WhatsApp a déposé une plainte contre les autorités indiennes pour contester certaines dispositions d’une nouvelle réglementation. La messagerie craint qu’elle remette en cause le chiffrement de bout en bout.
C’est un mouvement inhabituel de la part de WhatsApp, mais qui dénote une certaine inquiétude de la part du service de messagerie instantanée. Selon une information de Reuters parue le 26 mai, confirmée ensuite par BuzzFeed, l’application mobile a déposé plainte à New Delhi contre le gouvernement indien pour s’opposer à l’entrée en vigueur, ce jour, d’une nouvelle réglementation locale.

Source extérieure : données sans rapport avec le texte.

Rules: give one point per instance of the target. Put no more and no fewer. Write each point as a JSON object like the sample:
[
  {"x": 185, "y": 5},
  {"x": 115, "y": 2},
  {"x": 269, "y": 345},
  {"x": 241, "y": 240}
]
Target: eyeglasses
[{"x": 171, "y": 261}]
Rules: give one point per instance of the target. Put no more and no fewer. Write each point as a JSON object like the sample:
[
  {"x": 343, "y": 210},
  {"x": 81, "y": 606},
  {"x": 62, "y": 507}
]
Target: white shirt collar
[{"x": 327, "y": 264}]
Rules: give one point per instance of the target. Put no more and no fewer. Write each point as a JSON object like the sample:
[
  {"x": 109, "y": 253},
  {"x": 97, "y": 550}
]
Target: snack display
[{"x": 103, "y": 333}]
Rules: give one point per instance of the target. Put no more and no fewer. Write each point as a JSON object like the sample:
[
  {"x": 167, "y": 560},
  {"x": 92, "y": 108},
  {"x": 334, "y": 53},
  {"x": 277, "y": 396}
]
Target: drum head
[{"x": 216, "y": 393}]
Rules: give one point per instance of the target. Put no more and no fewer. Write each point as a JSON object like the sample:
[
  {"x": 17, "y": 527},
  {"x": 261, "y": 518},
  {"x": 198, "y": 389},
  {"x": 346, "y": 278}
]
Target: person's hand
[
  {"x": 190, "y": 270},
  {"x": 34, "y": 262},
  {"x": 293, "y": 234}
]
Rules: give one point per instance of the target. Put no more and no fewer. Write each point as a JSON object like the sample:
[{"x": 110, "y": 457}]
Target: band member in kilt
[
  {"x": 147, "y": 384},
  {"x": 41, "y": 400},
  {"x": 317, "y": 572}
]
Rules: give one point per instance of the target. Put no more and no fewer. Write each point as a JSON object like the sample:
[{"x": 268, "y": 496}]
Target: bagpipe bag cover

À l’origine des préoccupations de WhatsApp figurent certaines dispositions prises par l’Inde pour chasser certains contenus en ligne qui constitueraient un problème pour la sécurité nationale, l’ordre public et la décence — des catégories qui, si elles ne sont pas assez définies et bornées, peuvent entrainer des décisions arbitraires.
TRAÇABILITÉ DES MESSAGES
Dans ce cadre, l’Inde souhaite pouvoir retrouver le premier émetteur d’un message sur WhatsApp qui tomberait dans l’une de ces catégories. Il s’agit en somme de remonter jusqu’à la source du message et ensuite de démasquer l’identité de la personne dont les propos sont en cause, et d’engager une action en justice. Des poursuites pénales peuvent être engagées contre WhatsApp si la plateforme ne coopère pas.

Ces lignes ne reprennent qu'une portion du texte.